Tsai T F, Bolin R A, Montoya M, Bailey R E, Francy D B, Jozan M, Roehrig J T
J Clin Microbiol. 1987 Feb;25(2):370-6. doi: 10.1128/jcm.25.2.370-376.1987.
Surveillance methods that measure St. Louis encephalitis (SLE) virus activity in nature may provide forewarning of its epidemic occurrence in humans. An antigen capture enzyme immunoassay was developed to detect SLE virus in infected mosquitoes. The assay detected purified SLE viral antigen at a concentration of 62 pg/0.1 ml when antigen was incubated overnight; 250 pg/0.1 ml was detected in a single-day assay (antigen incubated for 3 h). The assay detected 67.9 and 70.8% of laboratory-prepared pools of infected mosquitoes after 3 h and overnight incubation, respectively. The sensitivity of the procedure was 90.5% in identifying pools with infectious titers greater than dex 3.0. The specificity of the assay was controlled by retesting positive pools preincubated with SLE virus and normal antibodies, which led to a diminution of signal in the pools containing viral antigen. The procedure was suitably specific in discriminating between SLE and related flaviviruses, detecting only high infectious doses of heterologous antigens.

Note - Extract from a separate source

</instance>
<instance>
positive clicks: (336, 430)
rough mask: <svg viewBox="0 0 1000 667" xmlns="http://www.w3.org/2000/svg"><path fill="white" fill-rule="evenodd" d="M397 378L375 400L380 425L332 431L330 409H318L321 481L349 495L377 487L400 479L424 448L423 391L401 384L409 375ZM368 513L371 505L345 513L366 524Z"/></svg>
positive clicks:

监测自然界中圣路易斯脑炎(SLE)病毒活动的方法可能会为该病毒在人类中的流行发生提供预警。已开发出一种抗原捕获酶免疫测定法来检测受感染蚊子中的SLE病毒。当抗原孵育过夜时,该测定法能检测到浓度为62 pg/0.1 ml的纯化SLE病毒抗原;在单日测定法(抗原孵育3小时)中检测到的浓度为250 pg/0.1 ml。该测定法在孵育3小时和过夜后,分别检测出实验室制备的受感染蚊子样本池的67.9%和70.8%。该方法在识别感染滴度大于对数3.0的样本池时灵敏度为90.5%。通过对预先与SLE病毒和正常抗体孵育的阳性样本池进行重新检测来控制该测定法的特异性,这导致含有病毒抗原的样本池中信号减弱。该方法在区分SLE和相关黄病毒方面具有适当的特异性,仅能检测到高感染剂量的异源抗原。